% Generated by roxygen2: do not edit by hand
% Please edit documentation in R/divide_conquer_mds.R
\name{divide_conquer_mds}
\alias{divide_conquer_mds}
\title{Divide and Conquer MDS}
\usage{
divide_conquer_mds(x, l, tie, k, dist_fn = stats::dist, ...)
}
\arguments{
\item{x}{A matrix with n individuals (rows) and q variables (columns).}

\item{l}{The largest value which allows classical MDS to be computed efficiently, i.e, the largest value which makes
\code{cmdscale()} be run without any computational issues.}

\item{tie}{Number of points used to align the MDS solutions obtained by the division of \code{x} into p submatrices.
Recommended value: \code{2·k}.}

\item{k}{Number of principal coordinates to be extracted.}

\item{dist_fn}{Distance function to be used for obtaining a MDS configuration.}

\item{...}{Further arguments passed to \code{dist_fn} function.}
}
\value{
Returns a list containing the following elements:
\describe{
\item{points}{A matrix that consists of n individuals (rows) and \code{k} variables (columns) corresponding to the
MDS coordinates.}
\item{eigen}{The first \code{k} eigenvalues.}
}
}
\description{
Performs \emph{Multidimensional Scaling} for big datasets using a Divide and Conquer strategy. This method can
compute a MDS configuration even when the dataset is so large that classical MDS methods (\code{cmdscale}) can not be run
due to computational problems.
}
\details{
In order to obtain a MDS configuration for the entire matrix \code{x}, it is needed to break the dataset into
p submatrices (\emph{Divide and Conquer strategy}).

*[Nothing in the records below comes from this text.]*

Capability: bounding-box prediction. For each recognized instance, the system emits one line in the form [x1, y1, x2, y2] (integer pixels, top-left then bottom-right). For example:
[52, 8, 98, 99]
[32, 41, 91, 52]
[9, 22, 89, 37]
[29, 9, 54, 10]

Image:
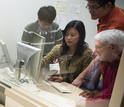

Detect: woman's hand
[48, 76, 63, 82]
[71, 77, 85, 87]
[79, 91, 100, 98]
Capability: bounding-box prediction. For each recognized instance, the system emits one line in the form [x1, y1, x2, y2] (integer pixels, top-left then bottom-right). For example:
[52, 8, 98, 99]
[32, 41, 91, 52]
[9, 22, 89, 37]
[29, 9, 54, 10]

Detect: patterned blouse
[42, 44, 92, 83]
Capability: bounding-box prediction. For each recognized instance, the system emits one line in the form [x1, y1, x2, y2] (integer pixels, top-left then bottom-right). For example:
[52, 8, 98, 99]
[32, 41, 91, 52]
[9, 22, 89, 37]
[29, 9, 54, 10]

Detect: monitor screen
[17, 42, 42, 81]
[0, 40, 13, 67]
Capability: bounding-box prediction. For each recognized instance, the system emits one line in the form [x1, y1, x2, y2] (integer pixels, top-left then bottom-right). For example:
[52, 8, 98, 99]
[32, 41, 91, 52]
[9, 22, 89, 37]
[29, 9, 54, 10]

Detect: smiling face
[87, 1, 110, 20]
[65, 28, 80, 47]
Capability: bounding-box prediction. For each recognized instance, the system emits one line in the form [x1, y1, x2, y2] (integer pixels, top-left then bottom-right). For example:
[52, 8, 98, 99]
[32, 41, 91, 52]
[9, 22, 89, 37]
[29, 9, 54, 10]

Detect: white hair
[94, 29, 124, 51]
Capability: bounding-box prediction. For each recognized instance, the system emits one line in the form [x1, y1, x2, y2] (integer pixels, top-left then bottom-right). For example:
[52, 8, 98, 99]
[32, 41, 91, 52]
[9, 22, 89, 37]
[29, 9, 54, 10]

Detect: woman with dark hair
[42, 20, 92, 83]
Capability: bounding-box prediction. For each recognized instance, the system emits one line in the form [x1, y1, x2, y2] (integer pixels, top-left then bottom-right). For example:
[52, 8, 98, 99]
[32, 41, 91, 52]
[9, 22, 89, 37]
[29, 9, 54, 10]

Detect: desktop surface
[0, 70, 82, 107]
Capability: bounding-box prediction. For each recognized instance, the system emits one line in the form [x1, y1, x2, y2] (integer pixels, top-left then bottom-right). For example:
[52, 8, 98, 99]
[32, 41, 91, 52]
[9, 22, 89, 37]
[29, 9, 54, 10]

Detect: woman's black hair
[61, 20, 88, 56]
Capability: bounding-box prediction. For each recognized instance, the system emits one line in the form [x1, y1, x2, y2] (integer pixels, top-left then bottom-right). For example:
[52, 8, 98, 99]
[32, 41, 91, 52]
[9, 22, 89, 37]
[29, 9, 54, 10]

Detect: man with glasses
[72, 0, 124, 90]
[86, 0, 124, 33]
[22, 6, 63, 56]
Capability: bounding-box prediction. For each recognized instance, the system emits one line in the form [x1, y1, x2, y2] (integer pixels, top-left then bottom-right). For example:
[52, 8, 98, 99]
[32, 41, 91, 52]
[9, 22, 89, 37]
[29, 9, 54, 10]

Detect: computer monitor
[17, 42, 42, 81]
[0, 40, 13, 67]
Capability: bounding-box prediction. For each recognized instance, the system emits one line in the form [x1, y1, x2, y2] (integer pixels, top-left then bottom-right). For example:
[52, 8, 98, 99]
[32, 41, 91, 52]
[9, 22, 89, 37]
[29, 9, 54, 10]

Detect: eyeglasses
[40, 21, 50, 27]
[86, 4, 103, 10]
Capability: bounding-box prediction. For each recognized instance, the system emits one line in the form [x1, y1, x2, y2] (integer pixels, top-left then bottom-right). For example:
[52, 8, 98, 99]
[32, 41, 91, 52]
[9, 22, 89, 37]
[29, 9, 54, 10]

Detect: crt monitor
[17, 42, 41, 82]
[0, 40, 13, 68]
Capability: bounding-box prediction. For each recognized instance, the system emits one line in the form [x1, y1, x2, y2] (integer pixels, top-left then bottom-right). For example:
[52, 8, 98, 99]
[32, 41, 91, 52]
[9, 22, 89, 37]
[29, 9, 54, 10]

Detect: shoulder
[53, 44, 62, 49]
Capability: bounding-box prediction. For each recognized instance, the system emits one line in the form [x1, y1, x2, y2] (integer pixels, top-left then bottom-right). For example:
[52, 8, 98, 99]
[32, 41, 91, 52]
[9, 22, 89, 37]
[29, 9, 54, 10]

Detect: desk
[0, 70, 82, 107]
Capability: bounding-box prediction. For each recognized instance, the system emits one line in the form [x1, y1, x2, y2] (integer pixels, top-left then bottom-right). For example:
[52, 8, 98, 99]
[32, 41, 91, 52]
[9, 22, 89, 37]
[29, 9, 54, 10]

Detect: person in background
[42, 20, 92, 83]
[72, 0, 124, 89]
[21, 6, 63, 56]
[75, 29, 124, 107]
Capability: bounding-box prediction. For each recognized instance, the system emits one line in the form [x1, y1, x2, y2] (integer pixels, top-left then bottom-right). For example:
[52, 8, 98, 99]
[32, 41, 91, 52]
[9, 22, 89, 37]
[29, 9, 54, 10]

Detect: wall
[0, 0, 124, 60]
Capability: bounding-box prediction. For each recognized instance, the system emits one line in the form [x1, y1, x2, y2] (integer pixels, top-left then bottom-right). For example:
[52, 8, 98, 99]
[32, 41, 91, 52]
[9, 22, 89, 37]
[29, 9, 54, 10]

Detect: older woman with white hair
[74, 29, 124, 107]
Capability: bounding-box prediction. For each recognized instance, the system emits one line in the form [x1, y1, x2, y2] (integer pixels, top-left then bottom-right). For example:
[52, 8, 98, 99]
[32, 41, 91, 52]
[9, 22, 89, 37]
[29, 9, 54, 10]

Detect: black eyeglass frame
[86, 4, 103, 10]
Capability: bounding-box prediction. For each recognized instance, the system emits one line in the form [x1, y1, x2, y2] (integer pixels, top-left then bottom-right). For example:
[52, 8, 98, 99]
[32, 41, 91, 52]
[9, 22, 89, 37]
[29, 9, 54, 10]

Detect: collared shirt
[100, 54, 121, 99]
[42, 44, 92, 83]
[97, 6, 124, 33]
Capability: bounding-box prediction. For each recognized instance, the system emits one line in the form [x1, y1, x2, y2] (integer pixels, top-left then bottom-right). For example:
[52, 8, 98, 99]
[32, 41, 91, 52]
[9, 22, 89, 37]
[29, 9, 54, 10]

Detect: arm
[72, 64, 91, 87]
[72, 53, 99, 87]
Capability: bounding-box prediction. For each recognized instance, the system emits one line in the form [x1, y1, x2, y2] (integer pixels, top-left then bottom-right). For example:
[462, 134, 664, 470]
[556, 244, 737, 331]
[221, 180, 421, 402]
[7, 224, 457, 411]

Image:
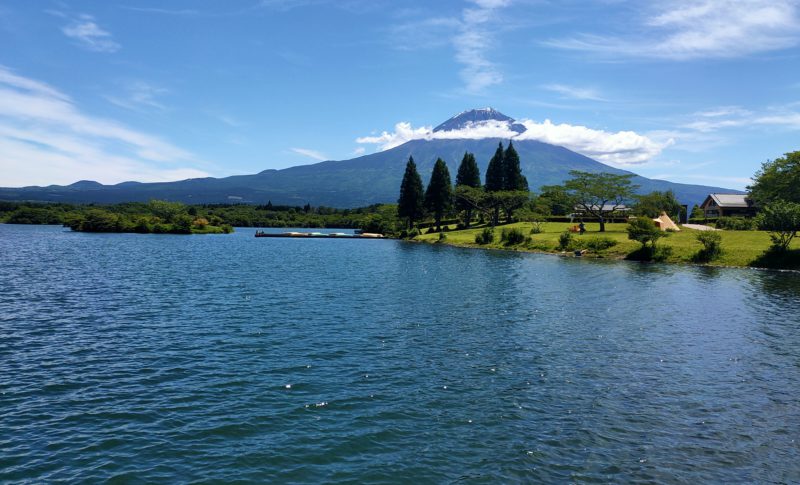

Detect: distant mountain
[433, 108, 526, 133]
[0, 108, 737, 207]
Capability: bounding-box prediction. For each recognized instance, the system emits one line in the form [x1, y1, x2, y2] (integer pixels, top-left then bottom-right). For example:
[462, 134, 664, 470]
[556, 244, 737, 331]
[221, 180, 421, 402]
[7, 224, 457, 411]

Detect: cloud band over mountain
[356, 119, 674, 166]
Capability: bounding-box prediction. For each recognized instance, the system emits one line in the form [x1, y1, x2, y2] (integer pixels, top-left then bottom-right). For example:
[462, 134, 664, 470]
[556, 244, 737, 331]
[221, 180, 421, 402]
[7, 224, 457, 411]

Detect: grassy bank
[417, 222, 800, 269]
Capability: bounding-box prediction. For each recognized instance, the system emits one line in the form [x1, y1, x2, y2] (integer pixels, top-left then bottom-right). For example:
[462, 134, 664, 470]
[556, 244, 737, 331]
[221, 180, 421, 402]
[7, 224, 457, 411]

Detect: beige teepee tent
[653, 212, 681, 231]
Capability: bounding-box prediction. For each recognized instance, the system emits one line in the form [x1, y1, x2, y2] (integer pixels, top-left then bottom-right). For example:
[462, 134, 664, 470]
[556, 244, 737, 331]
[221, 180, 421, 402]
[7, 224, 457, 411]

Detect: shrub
[692, 231, 722, 263]
[558, 231, 575, 250]
[716, 217, 756, 231]
[500, 227, 525, 246]
[756, 200, 800, 251]
[585, 237, 618, 253]
[628, 217, 667, 248]
[475, 227, 494, 244]
[652, 246, 672, 263]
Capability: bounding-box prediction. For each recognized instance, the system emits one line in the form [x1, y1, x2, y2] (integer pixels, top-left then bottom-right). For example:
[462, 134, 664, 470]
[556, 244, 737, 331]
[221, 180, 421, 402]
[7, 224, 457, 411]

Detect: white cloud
[542, 84, 605, 101]
[106, 81, 169, 111]
[0, 66, 208, 187]
[291, 148, 330, 162]
[356, 119, 674, 166]
[61, 14, 121, 52]
[547, 0, 800, 60]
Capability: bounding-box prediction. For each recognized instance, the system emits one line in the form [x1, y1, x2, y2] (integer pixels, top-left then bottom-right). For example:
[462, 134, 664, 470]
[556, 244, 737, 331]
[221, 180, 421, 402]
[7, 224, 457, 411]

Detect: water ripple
[0, 226, 800, 483]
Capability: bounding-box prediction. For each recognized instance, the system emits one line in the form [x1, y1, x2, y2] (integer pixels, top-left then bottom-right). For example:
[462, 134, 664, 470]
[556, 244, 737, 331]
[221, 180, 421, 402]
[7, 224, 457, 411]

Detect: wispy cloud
[0, 66, 208, 186]
[291, 148, 330, 162]
[542, 84, 606, 101]
[356, 119, 674, 166]
[683, 105, 800, 133]
[106, 81, 169, 111]
[391, 0, 512, 94]
[546, 0, 800, 60]
[61, 14, 121, 53]
[453, 0, 511, 94]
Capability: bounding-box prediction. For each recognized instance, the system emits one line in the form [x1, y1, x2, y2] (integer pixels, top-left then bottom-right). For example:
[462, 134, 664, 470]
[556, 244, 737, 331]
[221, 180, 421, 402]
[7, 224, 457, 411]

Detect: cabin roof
[703, 194, 753, 207]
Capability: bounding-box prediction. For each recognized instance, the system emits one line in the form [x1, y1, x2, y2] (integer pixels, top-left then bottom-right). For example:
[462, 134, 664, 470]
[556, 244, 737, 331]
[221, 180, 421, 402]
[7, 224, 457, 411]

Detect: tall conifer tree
[456, 152, 481, 188]
[486, 142, 505, 192]
[425, 158, 453, 231]
[456, 152, 481, 229]
[503, 141, 528, 190]
[397, 157, 424, 229]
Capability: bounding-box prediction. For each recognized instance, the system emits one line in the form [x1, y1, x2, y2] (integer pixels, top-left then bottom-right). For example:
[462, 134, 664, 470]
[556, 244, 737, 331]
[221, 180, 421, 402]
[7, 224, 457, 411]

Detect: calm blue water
[0, 225, 800, 483]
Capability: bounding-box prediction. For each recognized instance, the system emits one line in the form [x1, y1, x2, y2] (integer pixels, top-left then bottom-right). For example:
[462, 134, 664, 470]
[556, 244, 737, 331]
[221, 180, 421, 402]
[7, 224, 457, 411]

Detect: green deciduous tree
[397, 157, 424, 229]
[756, 199, 800, 251]
[564, 170, 637, 232]
[425, 158, 453, 231]
[747, 151, 800, 205]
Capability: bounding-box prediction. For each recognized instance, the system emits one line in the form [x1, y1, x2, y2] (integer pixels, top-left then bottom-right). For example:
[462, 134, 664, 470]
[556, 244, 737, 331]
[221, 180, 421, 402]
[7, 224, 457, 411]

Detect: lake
[0, 225, 800, 483]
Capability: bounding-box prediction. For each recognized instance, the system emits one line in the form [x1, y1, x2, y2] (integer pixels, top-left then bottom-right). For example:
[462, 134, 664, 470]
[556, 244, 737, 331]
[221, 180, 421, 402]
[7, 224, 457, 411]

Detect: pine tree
[503, 141, 528, 191]
[486, 142, 505, 192]
[456, 152, 481, 229]
[456, 152, 481, 188]
[425, 158, 453, 231]
[397, 157, 423, 229]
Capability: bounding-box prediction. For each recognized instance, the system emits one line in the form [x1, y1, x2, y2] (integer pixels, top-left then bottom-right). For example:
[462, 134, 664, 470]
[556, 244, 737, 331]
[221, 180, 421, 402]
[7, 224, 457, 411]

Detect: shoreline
[406, 223, 800, 274]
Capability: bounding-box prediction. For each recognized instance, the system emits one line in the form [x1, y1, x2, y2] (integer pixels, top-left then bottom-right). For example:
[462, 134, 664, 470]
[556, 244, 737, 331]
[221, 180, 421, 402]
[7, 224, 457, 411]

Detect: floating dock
[256, 231, 386, 239]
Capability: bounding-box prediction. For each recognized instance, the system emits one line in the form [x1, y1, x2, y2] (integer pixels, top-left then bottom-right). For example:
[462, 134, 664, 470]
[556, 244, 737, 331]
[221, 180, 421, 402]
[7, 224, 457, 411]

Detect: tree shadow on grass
[625, 245, 672, 263]
[750, 249, 800, 270]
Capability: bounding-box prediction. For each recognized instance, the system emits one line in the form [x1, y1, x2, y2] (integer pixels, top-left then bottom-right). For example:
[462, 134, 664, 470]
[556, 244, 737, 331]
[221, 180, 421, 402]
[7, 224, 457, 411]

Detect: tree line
[397, 142, 530, 231]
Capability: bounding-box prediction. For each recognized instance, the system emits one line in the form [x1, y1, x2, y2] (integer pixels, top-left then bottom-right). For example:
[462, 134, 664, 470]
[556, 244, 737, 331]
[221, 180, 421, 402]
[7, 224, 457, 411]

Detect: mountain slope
[0, 108, 736, 207]
[0, 139, 735, 207]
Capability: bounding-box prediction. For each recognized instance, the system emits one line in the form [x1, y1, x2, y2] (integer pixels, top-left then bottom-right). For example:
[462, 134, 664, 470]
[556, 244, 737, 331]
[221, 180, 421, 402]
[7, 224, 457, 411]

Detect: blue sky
[0, 0, 800, 189]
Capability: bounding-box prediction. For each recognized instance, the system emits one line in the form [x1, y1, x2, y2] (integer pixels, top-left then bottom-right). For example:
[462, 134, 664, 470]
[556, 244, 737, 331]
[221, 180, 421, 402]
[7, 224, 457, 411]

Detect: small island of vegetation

In order to obtain p, \code{tie} and \code{l} are taken into account: p=n/\code{(l-tie)}. This allows to use
\code{cmdscale} function in every submatrix.

Taking into account that given a MDS solution, any rotation is another (valid) MDS solution, it is needed a way to
obtain the same coordinate system for all the partitions.

To achieve such a common coordinate system, the algorithm starts by taking the first partition and calculating a MDS
configuration as well as a subsample of size \code{tie} (from the partition, not from its MDS configuration).
These \code{tie} points will be used in order to force the other partitions to have the same coordinate system as the
first one.

Given a partition, the \code{tie} points are appended to it. After that, a MDS configuration is obtained. Therefore,
for these \code{tie} points there are two MDS solutions. In order to aligned them, Procrustes parameters are
obtained. These parameters are applied to the MDS configuration of the partition.
}
\examples{
set.seed(42)
x <- matrix(data = rnorm(4*10000), nrow = 10000) \%*\% diag(c(15, 10, 1, 1))
mds <- divide_conquer_mds(x = x, l = 200, tie = 2*2, k = 2, dist_fn = stats::dist)
head(cbind(mds$points, x[, 1:2]))
var(x)
var(mds$points)
}
\references{
Delicado P. and C. Pachon-Garcia (2020). \emph{Multidimensional Scaling for Big Data}.
\url{https://arxiv.org/abs/2007.11919}

Borg, I. and Groenen, P. (2005). \emph{Modern Multidimensional Scaling: Theory and Applications}. Springer.
}